Baseado no romance homónimo de Norman Lebrecht, “The Song of Names” é um raro objecto cinematográfico, considerando o contexto actual da sétima arte. Não tem super-heróis transexuais da Marvel, não quer mudar o mundo com justiça social feita ao minuto, não pretende impressionar adolescentes ou namorar o ateísmo crónico dos críticos. Muito pelo contrário.

A história é gerada a propósito da loucura anti-semita dos nazis, mas não abusa do lugar comum. É protagonizada por um virtuoso do violino, mas não nos agride com o pedantismo erudito. É um filme sobre o sofrimento humano que consegue fugir à tentação da lágrima fácil. “The Song of Names” é essencialmente a odisseia de uma amizade fraterna, insistente, difícil, que luta contra a crueldade, a morte e a traição, no contexto de um século de horrores.

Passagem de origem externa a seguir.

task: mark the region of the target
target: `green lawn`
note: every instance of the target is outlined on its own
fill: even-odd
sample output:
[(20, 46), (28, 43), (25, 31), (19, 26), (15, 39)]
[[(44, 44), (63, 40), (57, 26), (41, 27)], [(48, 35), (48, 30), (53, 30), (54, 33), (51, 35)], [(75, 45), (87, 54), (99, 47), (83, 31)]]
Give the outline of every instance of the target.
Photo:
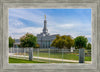
[[(64, 53), (63, 59), (69, 60), (79, 60), (78, 53)], [(38, 56), (36, 52), (33, 52), (33, 56)], [(39, 53), (39, 57), (49, 57), (48, 53)], [(62, 59), (62, 53), (50, 53), (50, 58), (59, 58)], [(91, 57), (85, 57), (85, 61), (91, 61)]]
[[(62, 63), (62, 61), (54, 61), (54, 60), (44, 60), (44, 59), (33, 59), (34, 61), (29, 61), (26, 59), (19, 58), (11, 58), (9, 57), (9, 63)], [(77, 63), (77, 62), (63, 62), (63, 63)]]
[(9, 63), (45, 63), (41, 61), (29, 61), (25, 59), (17, 59), (17, 58), (11, 58), (9, 57)]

A fé judaico-cristã é, surpreendentemente, tratada como substância universal, inerente à condição humana; entrega espiritual que funciona como caminho redentor, tanto como a música ou mais que isso.

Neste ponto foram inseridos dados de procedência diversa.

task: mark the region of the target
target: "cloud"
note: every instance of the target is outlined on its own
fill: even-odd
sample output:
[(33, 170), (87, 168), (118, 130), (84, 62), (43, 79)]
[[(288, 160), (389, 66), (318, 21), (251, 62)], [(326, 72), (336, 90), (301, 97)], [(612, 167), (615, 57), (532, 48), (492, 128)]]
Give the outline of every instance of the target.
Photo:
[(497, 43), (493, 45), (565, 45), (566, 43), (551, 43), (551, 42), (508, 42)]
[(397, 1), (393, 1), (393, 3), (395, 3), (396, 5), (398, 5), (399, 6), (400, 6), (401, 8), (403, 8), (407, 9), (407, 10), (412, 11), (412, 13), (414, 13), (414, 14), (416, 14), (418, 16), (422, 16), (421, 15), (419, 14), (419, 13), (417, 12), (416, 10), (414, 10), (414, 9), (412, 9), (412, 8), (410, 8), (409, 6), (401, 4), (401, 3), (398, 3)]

Enquanto a arte do violino fortalece o indivíduo, enquanto a canção é tributo e mnemónica dos nomes daqueles que se perderam no inferno dos campos de extermínio, a transcendência monoteísta mergulha o singular no plural, serviço colectivo e experiência mística de Destino.

E se, confrontados com a desesperança de uma vida de perdas e angústias e torturas sartrianas, desistimos de Deus, não é nesse abandono que encontramos consolo ou sentido. Será talvez pertinente especular que a religião é o casaco que reveste o corpo étnico. Mas não é por o despires no verão que vais passar bem sem ele no inverno.

Graças a um notável trabalho de direcção de actores, Tim Roth e Clive Owen apresentam-se no nível máximo de competência que lhes é tecnicamente possível (nem um nem outro são propriamente actores que consigam ultrapassar os seus próprios e típicos maneirismos para atingirem níveis performativos do género olímpico), a fotografia é excelente, o ambiente cenográfico é rigoroso e realista e a realização, a cargo de François Girard, é refrescantemente sóbria (interessada sobretudo – e bem – em contar a história).

Uma fita intemporal, honesta e verdadeiramente bela, para ver na Netflix.